The Mystery of the Messy Notebooks
The sensation of suddenly realising you can do something reprehensible, and no one is there to witness it

Case Studies from The Twilight Zone

Have you ever wondered what would happen to a child’s brain if you left them in front of the TV all day? What about kids in bright, happy daycare-like situations where there’s no personal attention. What kind of future do they have? How about children who have all the money in the world but no parental attention? Are they really worse off than poor children with no material advantages? Consider the flip side: How do children from career-criminal families differ from other children?

I just read Born for Love: Why Empathy Is Essential--and Endangered by Maia Szalavitz, a science journalist, and Bruce Perry, a child psychiatrist, a great book in which these questions are explored. Szalavitz and Perry track the neuroscience of qualities like resilience and empathy—and the lack of them—through a series of case studies, mostly of children who have been treated by Perry. I met Szalavitz once. She’s a rock-solid science journalist who’s walked where many reporters fear to tread, writing vividly about the more disturbing side of life in The Boy Who Was Raised As a Dog and Help at Any Cost. “Born to Love” is in the same vein--many of the stories, which are compulsively readable, have a straight-out-of-the-twilight-zone quality.

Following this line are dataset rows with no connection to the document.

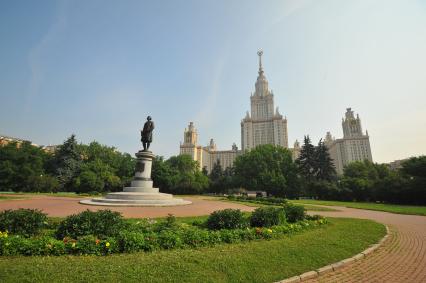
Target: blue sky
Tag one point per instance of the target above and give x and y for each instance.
(98, 68)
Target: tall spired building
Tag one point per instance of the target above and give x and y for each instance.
(262, 125)
(354, 146)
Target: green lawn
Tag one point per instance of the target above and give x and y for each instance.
(257, 261)
(394, 208)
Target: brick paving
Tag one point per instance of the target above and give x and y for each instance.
(64, 206)
(401, 258)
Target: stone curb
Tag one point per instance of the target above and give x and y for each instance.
(337, 265)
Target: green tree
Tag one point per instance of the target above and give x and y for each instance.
(414, 171)
(20, 165)
(307, 160)
(67, 162)
(268, 168)
(324, 166)
(179, 175)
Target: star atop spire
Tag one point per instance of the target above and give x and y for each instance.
(261, 83)
(260, 53)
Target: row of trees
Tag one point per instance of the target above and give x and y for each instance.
(98, 168)
(271, 169)
(73, 167)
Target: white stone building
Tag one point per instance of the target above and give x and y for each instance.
(206, 156)
(354, 146)
(262, 125)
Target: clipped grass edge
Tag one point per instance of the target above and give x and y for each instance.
(337, 265)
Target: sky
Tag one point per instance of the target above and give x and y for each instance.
(97, 68)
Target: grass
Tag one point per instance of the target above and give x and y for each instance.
(393, 208)
(257, 261)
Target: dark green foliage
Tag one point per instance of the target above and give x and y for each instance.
(129, 241)
(148, 238)
(169, 239)
(66, 162)
(226, 219)
(294, 212)
(25, 222)
(221, 181)
(306, 162)
(102, 224)
(268, 168)
(261, 200)
(267, 217)
(23, 168)
(168, 224)
(179, 175)
(324, 167)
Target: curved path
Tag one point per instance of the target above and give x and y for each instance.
(401, 258)
(64, 206)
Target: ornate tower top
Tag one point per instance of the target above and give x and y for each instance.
(260, 53)
(351, 125)
(261, 83)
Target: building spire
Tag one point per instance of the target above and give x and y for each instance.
(261, 83)
(260, 53)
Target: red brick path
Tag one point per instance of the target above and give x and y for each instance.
(64, 206)
(401, 258)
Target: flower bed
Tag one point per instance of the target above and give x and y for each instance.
(144, 235)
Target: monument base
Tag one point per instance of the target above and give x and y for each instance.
(140, 192)
(136, 199)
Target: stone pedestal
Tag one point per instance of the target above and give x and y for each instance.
(141, 191)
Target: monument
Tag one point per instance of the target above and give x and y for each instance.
(141, 191)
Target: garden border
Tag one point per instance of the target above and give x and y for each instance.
(337, 265)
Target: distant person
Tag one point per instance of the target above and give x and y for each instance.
(146, 133)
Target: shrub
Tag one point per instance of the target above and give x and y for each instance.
(102, 224)
(169, 239)
(25, 222)
(226, 219)
(89, 245)
(267, 217)
(168, 224)
(294, 212)
(131, 242)
(230, 236)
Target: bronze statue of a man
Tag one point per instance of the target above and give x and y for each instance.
(146, 133)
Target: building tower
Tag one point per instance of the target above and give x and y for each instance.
(354, 146)
(189, 145)
(262, 125)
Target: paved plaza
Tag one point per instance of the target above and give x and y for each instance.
(64, 206)
(402, 257)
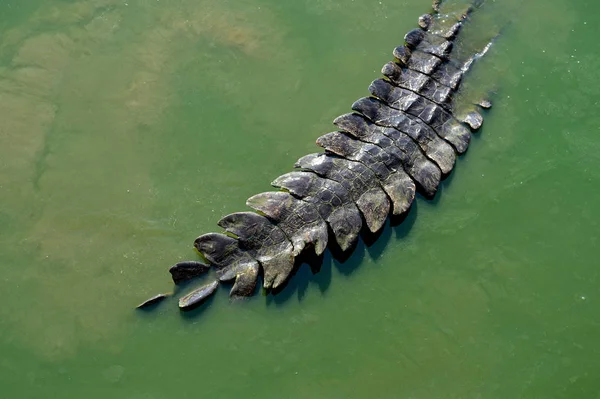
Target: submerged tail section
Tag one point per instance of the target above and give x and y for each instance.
(401, 139)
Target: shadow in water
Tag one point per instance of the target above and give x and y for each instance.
(310, 269)
(317, 270)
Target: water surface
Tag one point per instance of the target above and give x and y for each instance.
(129, 127)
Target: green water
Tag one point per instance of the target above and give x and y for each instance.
(129, 127)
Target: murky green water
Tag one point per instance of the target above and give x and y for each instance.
(128, 127)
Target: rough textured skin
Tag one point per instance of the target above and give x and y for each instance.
(395, 182)
(266, 242)
(436, 148)
(333, 202)
(403, 137)
(299, 220)
(360, 182)
(440, 120)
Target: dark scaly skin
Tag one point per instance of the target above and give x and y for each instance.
(265, 242)
(418, 83)
(187, 270)
(299, 220)
(440, 120)
(332, 201)
(425, 173)
(395, 182)
(383, 115)
(360, 182)
(198, 296)
(396, 140)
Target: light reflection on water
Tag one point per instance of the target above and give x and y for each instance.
(129, 129)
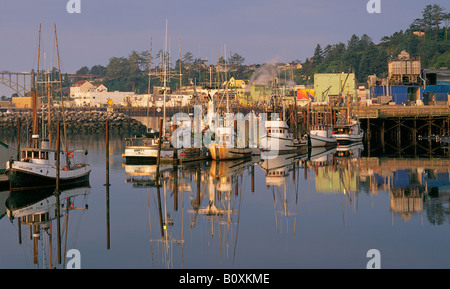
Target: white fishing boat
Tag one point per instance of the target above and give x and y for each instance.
(224, 148)
(322, 136)
(278, 139)
(37, 166)
(348, 132)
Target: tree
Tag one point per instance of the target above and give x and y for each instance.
(318, 55)
(237, 59)
(188, 58)
(83, 70)
(98, 70)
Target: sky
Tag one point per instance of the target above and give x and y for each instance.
(258, 30)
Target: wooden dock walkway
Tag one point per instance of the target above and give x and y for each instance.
(390, 111)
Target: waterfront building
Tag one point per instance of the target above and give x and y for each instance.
(330, 85)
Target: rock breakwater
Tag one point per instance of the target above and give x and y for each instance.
(76, 121)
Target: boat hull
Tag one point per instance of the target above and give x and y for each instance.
(224, 153)
(279, 145)
(20, 179)
(322, 141)
(349, 138)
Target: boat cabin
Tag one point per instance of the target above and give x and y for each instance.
(37, 155)
(277, 128)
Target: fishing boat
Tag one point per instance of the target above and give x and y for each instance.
(37, 165)
(225, 148)
(348, 132)
(227, 144)
(278, 139)
(322, 136)
(41, 210)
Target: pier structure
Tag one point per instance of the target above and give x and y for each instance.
(402, 127)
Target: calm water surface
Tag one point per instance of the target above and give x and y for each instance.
(326, 210)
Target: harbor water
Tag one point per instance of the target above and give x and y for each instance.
(324, 209)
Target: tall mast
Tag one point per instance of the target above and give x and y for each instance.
(34, 96)
(165, 81)
(62, 101)
(149, 81)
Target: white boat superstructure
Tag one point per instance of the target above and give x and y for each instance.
(37, 168)
(321, 136)
(278, 139)
(226, 147)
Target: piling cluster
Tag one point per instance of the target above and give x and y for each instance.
(76, 121)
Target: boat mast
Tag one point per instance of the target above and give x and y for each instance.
(62, 100)
(165, 82)
(34, 89)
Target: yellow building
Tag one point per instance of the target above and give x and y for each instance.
(235, 83)
(328, 85)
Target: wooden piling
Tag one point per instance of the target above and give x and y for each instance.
(57, 192)
(18, 139)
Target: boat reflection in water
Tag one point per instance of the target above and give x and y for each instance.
(38, 209)
(285, 194)
(199, 206)
(212, 188)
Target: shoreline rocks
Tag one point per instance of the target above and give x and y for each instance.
(76, 121)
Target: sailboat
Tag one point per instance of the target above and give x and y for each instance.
(278, 138)
(146, 148)
(37, 166)
(348, 132)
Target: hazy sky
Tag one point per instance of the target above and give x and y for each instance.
(259, 30)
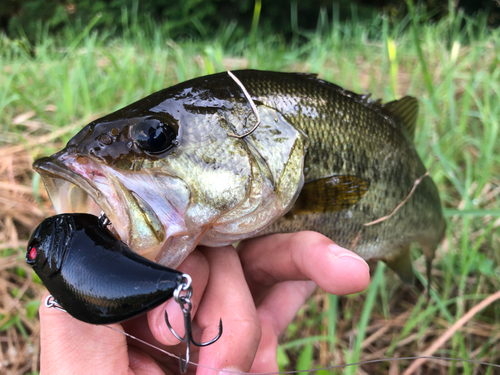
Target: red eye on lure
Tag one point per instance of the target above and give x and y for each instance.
(32, 254)
(80, 262)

I couldn’t stop thinking about Szalavitz and Perry's story of a young girl called Trinity from Los Angeles. Trinity was one of eight sisters from the same mother and father, and many more siblings from her mother and father separately. She survived a childhood of deprivation, abuse, addiction, and the cruel murder of a young family member. That she made it to adulthood is remarkable enough, but even more amazing is the fact that Trinity grew up to be a loving human being. In her adult life, in her job and her family, she gives strength and comfort to many people. How is this possible? Where does resilience like this come from? Szalavitz and Perry bring a wealth of information about the brain and the body and genes to this question. Their investigation of the strange forces that shape people—even the way that attitudes and ideas can influence bodies and brains—is similar in spirit to Norman Doidge’s "The Brain That Changes Itself," but crucially it’s about the most vulnerable population out there, children.